«Loj» – le mensonge. En plein jour, à visage découvert, sans sourciller, c’est ainsi qu’il se pratique au Kremlin. L’affaire Skripal lui a donné un nouveau terrain et des occasions de déclinaison aussi inédites qu’embarrassantes.
Le site d'investigation Bellingcat a établi récemment l'identité de l'un des deux empoisonneurs de Salisbury. «Rouslan Bochirov» ne serait autre que le colonel Anatoli Tchepiga, un officier du renseignement militaire russe, qui a servi en Tchétchénie et dans le Donbass, si bien qu'il a même été adoubé «héros de la Fédération de Russie», la plus haute distinction qui soit, par le président Vladimir Poutine en personne.
Or, le même Vladimir Poutine avait déclaré avec nonchalance une semaine plus tôt que les deux hommes accusés par Londres d'avoir empoisonné l'ex-espion et sa fille étaient de «simples citoyens». D'ailleurs, ils n'ont tellement rien à cacher qu'ils n'ont qu'à passer à la télé, avait ajouté Poutine, n'hésitant pas à envoyer ses hommes au pilori médiatique.
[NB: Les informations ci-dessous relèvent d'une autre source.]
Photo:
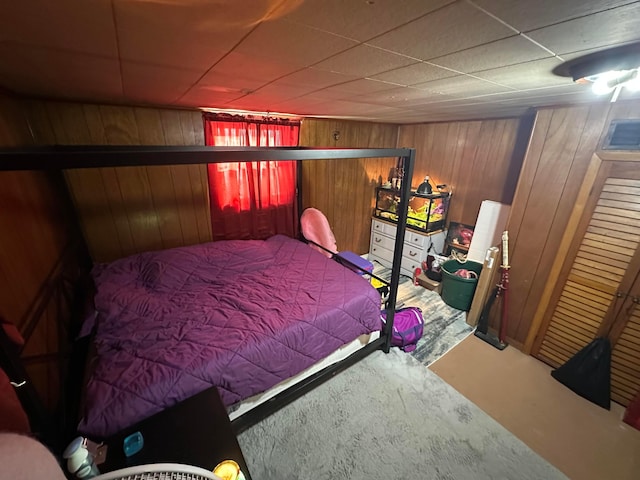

S'en est suivie la douloureuse interview sur la chaîne RT, durant laquelle deux individus clairement hors-sol ont maladroitement étalé une légende floue sur un séjour touristique de deux amis férus de fitness, dans le but d'admirer la flèche d'une cathédrale, tout en essayant de ne pas succomber à la terrible météo de la campagne anglaise, en partageant la même chambre parce que c'est plus convivial. Deux hommes d'affaires, «amis», en vacances, injustement accusés par Londres. Voilà la seule parade officielle de Moscou face à l'avalanche de détails qui continue de déferler.
Salades
Interrogé vendredi sur le fait que le touriste Rouslan Bochirov a la même tête que l'agent du GRU Anatoli Tchepiga, l'éternellement goguenard porte-parole du Kremlin, Dmitri Peskov, n'a pas perdu ses moyens. «Toutes ces considérations, qui ressemble à qui, etc., vous savez, sur la place Rouge, il y a dix Staline et quinze Lénine, et tous sont extrêmement ressemblants avec l'original», a-t-il tranché, en faisant référence aux sosies des personnages historiques qui pratiquent des prix prohibitifs de selfies avec les vrais touristes dans le centre de Moscou.
Le Kremlin ricane et chine, crie au mensonge et à la désinformation à chaque nouvel élément qui vient nourrir la saga Skripal, et propose comme «version vraie» une histoire sans queue ni tête à laquelle personne ne croit, y compris parmi les chantres de la ligne officielle. Comme le souligne le chroniqueur politique Oleg Kashine, on peut ne pas accorder de foi aux révélations de Bellingcat ou aux arguments de Londres. En revanche, il est impossible de gober les salades des touristes Bochirov et Petrov. Or, désormais, le patriote, le citoyen loyal au pouvoir, en plus de célébrer la grandeur de la Russie et de vénérer son leader, doit aussi adhérer à cet indubitable mensonge.